I'm still working at this, this living in the moment, this seize-the-day mentality, because it goes against my plan-for-future, you-will-live-forever attitude I've carried all my life. As the days pass from December, I find myself having to remind myself of my promise to risk a little more, to live a little more--not from my office or bedroom, not from the comfy couch and through a book, but out in the world--living--not observing, which is something I’ve always been good at.

And when I'm not out in the world, with family and friends, I'm alone and remembering to appreciate what's around me and what I do have. I am working on not procratinating. I'm working on not putting off writing projects, or submitting, or any of the letters I've wanted to write. And those ideas I have that can make me fear rejection? I try. And again.

I guess tonight I'm feeling thankful for right now, not ten minutes from now or ten minutes ago, but for the grey and white cat atop my sofa, from the hint of moonlight, the prayer flags that arrived by mail, and a few hours to write poetry, to work on that story I've set aside. I’m feeling thankful for my family in their various places in the world, and to friends just going to sleep in their own homes, and the nightowls like me who are just beginning to write.

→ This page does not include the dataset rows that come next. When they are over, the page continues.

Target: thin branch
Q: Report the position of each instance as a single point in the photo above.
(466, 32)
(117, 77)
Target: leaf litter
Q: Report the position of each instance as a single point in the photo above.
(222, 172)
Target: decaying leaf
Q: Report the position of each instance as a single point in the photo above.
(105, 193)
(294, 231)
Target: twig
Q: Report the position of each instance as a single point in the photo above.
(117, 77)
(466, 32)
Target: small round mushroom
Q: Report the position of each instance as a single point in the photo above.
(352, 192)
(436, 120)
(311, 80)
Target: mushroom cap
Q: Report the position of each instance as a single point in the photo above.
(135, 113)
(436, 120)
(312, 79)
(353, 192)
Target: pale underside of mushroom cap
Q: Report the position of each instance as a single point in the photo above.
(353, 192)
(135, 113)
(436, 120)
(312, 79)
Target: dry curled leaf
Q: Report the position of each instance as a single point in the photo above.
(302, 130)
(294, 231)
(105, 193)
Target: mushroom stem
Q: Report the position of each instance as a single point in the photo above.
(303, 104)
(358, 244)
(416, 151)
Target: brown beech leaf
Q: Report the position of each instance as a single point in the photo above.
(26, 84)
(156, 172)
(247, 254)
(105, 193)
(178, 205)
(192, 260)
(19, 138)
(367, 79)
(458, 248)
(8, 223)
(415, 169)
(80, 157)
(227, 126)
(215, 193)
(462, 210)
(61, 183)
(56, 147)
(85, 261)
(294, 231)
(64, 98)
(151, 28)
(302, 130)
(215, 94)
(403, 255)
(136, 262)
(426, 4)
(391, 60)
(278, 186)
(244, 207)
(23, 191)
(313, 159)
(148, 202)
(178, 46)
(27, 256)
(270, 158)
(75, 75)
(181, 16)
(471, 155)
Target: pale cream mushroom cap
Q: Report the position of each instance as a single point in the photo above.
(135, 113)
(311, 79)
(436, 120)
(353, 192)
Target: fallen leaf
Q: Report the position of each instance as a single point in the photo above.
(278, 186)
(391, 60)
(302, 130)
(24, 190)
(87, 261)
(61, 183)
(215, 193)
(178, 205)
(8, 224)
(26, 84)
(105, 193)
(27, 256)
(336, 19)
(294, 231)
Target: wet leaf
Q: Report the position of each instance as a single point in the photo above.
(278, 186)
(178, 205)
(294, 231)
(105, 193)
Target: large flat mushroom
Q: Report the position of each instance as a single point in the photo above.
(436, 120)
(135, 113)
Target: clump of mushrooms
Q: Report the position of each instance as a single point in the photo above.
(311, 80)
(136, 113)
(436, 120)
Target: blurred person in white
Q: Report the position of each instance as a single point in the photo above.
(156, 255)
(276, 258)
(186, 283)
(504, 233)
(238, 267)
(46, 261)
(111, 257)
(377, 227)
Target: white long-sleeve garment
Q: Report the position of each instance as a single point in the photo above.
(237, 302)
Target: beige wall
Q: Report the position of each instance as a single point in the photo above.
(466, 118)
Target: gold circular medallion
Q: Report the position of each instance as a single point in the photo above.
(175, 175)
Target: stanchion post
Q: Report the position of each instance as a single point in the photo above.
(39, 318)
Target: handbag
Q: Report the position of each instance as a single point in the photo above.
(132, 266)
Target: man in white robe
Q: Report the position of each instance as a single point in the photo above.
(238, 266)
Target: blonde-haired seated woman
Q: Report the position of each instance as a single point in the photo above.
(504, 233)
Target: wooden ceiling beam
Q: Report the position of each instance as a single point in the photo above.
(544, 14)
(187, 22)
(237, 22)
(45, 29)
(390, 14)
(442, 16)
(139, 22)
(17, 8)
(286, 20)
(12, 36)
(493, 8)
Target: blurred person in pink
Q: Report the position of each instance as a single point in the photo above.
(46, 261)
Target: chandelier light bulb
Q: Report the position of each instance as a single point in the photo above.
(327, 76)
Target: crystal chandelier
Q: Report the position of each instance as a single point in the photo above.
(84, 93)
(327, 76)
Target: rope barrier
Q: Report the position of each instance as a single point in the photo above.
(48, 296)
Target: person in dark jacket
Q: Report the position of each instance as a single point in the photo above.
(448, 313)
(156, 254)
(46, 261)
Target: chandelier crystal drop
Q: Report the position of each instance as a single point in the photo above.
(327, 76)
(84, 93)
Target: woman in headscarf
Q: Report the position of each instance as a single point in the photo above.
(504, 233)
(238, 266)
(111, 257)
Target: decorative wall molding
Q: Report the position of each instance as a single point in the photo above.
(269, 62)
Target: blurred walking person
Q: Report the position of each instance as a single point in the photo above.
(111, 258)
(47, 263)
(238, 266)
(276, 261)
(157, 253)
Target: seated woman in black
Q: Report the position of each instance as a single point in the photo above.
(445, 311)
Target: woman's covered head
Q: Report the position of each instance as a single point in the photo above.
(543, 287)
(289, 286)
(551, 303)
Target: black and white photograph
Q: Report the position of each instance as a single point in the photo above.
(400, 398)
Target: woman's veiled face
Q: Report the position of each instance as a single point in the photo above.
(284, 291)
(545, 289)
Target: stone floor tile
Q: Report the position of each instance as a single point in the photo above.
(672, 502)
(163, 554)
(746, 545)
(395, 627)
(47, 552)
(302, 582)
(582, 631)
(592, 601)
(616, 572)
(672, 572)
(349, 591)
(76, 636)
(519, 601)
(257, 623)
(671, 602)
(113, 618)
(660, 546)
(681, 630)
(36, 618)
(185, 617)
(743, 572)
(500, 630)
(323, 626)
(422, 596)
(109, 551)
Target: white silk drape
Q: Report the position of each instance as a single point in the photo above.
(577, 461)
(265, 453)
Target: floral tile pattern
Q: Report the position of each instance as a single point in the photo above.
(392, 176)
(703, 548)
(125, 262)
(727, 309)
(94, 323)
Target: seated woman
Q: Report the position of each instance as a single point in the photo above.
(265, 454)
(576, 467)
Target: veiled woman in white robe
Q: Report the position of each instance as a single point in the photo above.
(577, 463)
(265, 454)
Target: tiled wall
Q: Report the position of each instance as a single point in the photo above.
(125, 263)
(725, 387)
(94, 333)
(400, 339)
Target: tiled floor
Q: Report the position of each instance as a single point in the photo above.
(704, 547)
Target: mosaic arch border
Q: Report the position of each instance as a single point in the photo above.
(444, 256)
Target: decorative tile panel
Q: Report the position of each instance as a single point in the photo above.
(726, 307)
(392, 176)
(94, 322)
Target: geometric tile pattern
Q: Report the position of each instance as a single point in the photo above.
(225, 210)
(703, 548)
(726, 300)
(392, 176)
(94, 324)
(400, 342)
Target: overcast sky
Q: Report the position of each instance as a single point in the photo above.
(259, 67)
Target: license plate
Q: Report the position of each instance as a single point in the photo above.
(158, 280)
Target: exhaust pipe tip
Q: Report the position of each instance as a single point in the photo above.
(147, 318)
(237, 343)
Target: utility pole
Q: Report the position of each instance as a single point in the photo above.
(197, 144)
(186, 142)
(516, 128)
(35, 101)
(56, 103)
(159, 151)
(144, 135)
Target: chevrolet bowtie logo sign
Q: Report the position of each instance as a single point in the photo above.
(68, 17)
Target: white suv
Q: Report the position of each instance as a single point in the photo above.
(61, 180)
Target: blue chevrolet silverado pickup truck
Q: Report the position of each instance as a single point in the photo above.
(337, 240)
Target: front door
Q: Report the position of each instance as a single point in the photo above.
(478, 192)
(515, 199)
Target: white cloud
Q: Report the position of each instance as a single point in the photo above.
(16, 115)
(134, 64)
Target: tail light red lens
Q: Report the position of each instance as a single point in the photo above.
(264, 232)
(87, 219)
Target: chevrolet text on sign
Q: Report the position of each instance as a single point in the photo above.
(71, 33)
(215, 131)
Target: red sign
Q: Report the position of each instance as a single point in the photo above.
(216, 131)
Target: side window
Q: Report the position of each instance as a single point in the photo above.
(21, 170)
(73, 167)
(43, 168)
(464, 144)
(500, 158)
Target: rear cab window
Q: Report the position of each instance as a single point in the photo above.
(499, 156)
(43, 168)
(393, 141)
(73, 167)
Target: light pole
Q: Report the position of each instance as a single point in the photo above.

Right now, as the clock ticks on to the next moment and I look around at how quickly this movie is passing by and yet, how slow it takes for a year to pass sometimes— I give thanks for being here and able to see the words that I am typing and try, try, try not to take the world so seriously or to carry with me as I walk into my house or out the door to meet a friend. I'll try not to let what I can't control make my shoulders sag and what I can control? Give me a blank sheet of paper and audacity to tell the truth. I'll risk it.